Das Land hat, so war nun auf Nachfrage des Anzeigers aus dem Bundesverkehrsministerium zu vernehmen, das Vorhaben Reaktivierung der Lumdatalbahn »zur anteiligen Förderung im Rahmen des Bundesprogramms nach dem GVFG mit Gesamtkosten in Höhe von rund 26 Millionen Euro, zuwendungsfähigen Kosten in Höhe von rund 26 Millionen Euro und einem geplanten Beginn im Jahr 2025« angemeldet.

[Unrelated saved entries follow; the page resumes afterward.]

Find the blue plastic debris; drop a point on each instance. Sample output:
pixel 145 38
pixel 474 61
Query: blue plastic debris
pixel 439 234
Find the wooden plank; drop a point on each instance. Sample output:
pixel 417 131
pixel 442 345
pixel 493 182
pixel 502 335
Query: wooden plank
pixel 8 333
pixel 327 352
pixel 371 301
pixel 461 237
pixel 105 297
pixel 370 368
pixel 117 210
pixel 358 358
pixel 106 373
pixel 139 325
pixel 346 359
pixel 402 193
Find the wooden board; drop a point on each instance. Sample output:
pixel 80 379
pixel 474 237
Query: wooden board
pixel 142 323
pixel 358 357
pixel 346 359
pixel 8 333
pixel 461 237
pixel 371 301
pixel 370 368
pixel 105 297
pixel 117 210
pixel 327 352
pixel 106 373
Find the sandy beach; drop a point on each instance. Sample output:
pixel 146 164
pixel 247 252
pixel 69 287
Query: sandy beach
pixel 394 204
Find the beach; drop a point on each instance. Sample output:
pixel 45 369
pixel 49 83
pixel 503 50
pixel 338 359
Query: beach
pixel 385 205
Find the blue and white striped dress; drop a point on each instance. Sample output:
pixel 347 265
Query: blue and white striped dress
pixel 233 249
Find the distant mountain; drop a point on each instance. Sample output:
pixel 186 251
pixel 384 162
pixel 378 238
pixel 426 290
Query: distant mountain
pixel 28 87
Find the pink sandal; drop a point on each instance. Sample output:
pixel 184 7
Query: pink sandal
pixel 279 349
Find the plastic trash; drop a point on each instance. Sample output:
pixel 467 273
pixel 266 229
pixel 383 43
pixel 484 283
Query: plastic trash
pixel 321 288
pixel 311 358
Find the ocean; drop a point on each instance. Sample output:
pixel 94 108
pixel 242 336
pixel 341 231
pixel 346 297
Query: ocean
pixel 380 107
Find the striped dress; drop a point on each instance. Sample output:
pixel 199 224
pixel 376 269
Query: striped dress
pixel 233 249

Und weiter: »Bei Vorliegen der Fördervoraussetzungen, insbesondere dem Nachweis der Gesamtwirtschaftlichkeit nach dem Verfahren der Standardisierten Bewertung, könnte der Bund das Vorhaben ›Reaktivierung der Lumdatalbahn‹ mit bis zu 90 Prozent der zuwendungsfähigen Kosten aus Bundesfinanzhilfen fördern«, schreibt Simone Nieke, Sprecherin des Bundesministeriums für Digitales und Verkehr.

Neu justieren

Noch einmal zurück zum Herbst 2020: Anita Schneider nannte nach dem Gespräch mit Berlin die folgenden Ergebnisse, die man zusammengefasst erzielt habe: Der Bund werde seine Nutzenkomponenten bis Ende 2020 neu justieren, »sah aber bereits nach Vorstellung des Projektes Lumdatalbahn Chancen, dass ein solches Projekt in die neue Förderkulisse des Bundes passen könnte.« Der Bund beabsichtige unter anderem die Vorschläge und Ideen des Landes zu prüfen und aufzugreifen.

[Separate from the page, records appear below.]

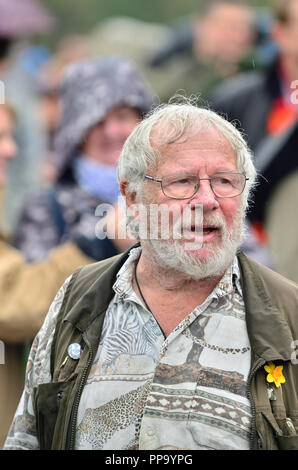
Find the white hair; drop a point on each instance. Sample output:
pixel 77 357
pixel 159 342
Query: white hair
pixel 172 121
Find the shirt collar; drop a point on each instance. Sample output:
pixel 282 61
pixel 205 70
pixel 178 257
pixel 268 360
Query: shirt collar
pixel 228 283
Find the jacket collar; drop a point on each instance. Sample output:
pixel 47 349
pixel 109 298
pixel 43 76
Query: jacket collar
pixel 269 334
pixel 268 331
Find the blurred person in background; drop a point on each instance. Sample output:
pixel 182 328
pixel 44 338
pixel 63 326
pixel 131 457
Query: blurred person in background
pixel 102 101
pixel 20 20
pixel 212 45
pixel 70 48
pixel 265 105
pixel 26 291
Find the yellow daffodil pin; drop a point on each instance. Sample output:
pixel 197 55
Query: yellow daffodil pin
pixel 274 374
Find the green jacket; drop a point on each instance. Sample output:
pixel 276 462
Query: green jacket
pixel 271 304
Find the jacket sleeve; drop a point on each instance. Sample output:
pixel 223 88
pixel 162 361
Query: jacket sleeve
pixel 22 434
pixel 27 290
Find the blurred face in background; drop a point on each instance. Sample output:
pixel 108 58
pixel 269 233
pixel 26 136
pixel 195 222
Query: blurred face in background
pixel 104 141
pixel 8 147
pixel 225 33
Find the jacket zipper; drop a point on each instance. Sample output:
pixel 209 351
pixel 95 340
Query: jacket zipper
pixel 259 364
pixel 74 412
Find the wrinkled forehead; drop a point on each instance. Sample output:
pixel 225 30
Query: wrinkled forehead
pixel 205 136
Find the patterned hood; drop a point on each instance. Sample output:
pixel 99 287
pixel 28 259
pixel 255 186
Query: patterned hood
pixel 90 89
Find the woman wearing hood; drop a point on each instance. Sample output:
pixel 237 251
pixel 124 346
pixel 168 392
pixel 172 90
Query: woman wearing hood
pixel 102 101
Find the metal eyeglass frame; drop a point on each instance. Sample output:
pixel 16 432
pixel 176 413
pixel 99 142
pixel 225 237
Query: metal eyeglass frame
pixel 159 180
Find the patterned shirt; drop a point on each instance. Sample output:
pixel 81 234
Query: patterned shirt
pixel 188 391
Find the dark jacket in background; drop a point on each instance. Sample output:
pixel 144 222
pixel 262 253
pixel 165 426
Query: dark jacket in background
pixel 247 101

Mittlerweile gibt es eine neue Bundesregierung. So ging auch die Frage nach Berlin, ob die vorherigen Aussagen der Mandatsträger noch gelten. In der Antwort wurde zunächst generell auf die Änderung des GVFG, die zum 1. Januar 2020 in Kraft getreten sei, verwiesen. Auch war zu erfahren: »Die im Zuge der Überarbeitung der Verfahrensanleitung zur Standardisierten Bewertung durchgeführten Testrechnungen zu verschiedenen Vorhaben des schienengebundenen ÖPNV einschließlich des Schienenpersonennahverkehrs dienten ausschließlich der Validierung der sachgerechten Wirkungsermittlung des Bewertungsverfahrens. Ihr Zweck war es dagegen nicht, die Förderwürdigkeit einzelner Vorhaben zu beurteilen.«

Doch sollen denn nun die sogenannten »weiche Faktoren«, also solche abseits der rein monetären Bewertung, bei kleineren Projekten wie der Lumdatalbahn berücksichtigt werden? In diesem Fall also neben Klimawandel und Verkehrswende auch die Entwicklung und die Zukunft des ländlichen Raums. Die Antwort: Die Verfahrensanleitung zur Standardisierten Bewertung werde derzeit überarbeitet und bald in neuer Version zur Verfügung stehen, hieß es aus dem Verkehrsministerium. »In diesem Zusammenhang werden die Faktoren Klima- und Umweltschutz, Verkehrsverlagerung und Daseinsvorsorge eine höhere Gewichtung bei der Beurteilung der Förderwürdigkeit von Vorhaben als bisher erfahren.«

»Bewegung drin«

Doch wird die Lumdatalbahn hier sozusagen »Pate« stehen, ein Modellprojekt zur Definition des Verfahrens sein? Nicht ganz, aber sie gehört in der Tat zu den Beispielen anhand derer die überarbeitete Version des standardisierten Verfahrens formuliert werden soll. Wie Tim Alexandrin, ebenfalls Pressesprecher des Bundesministerium für Digitales und Verkehr, mitteilte, will die mit dieser Aufgabe betraute Arbeitsgruppe noch im Frühjahr dieses Jahres Ergebnisse liefern. Damit könnte dann wiederum der rechtliche Rahmen zu einer neuen, anderen Bewertung kleinerer Projekte geschaffen werden. »«Ich glaube schon, dass da Bewegung drin ist«, wagt er eine vorsichtige Prognose.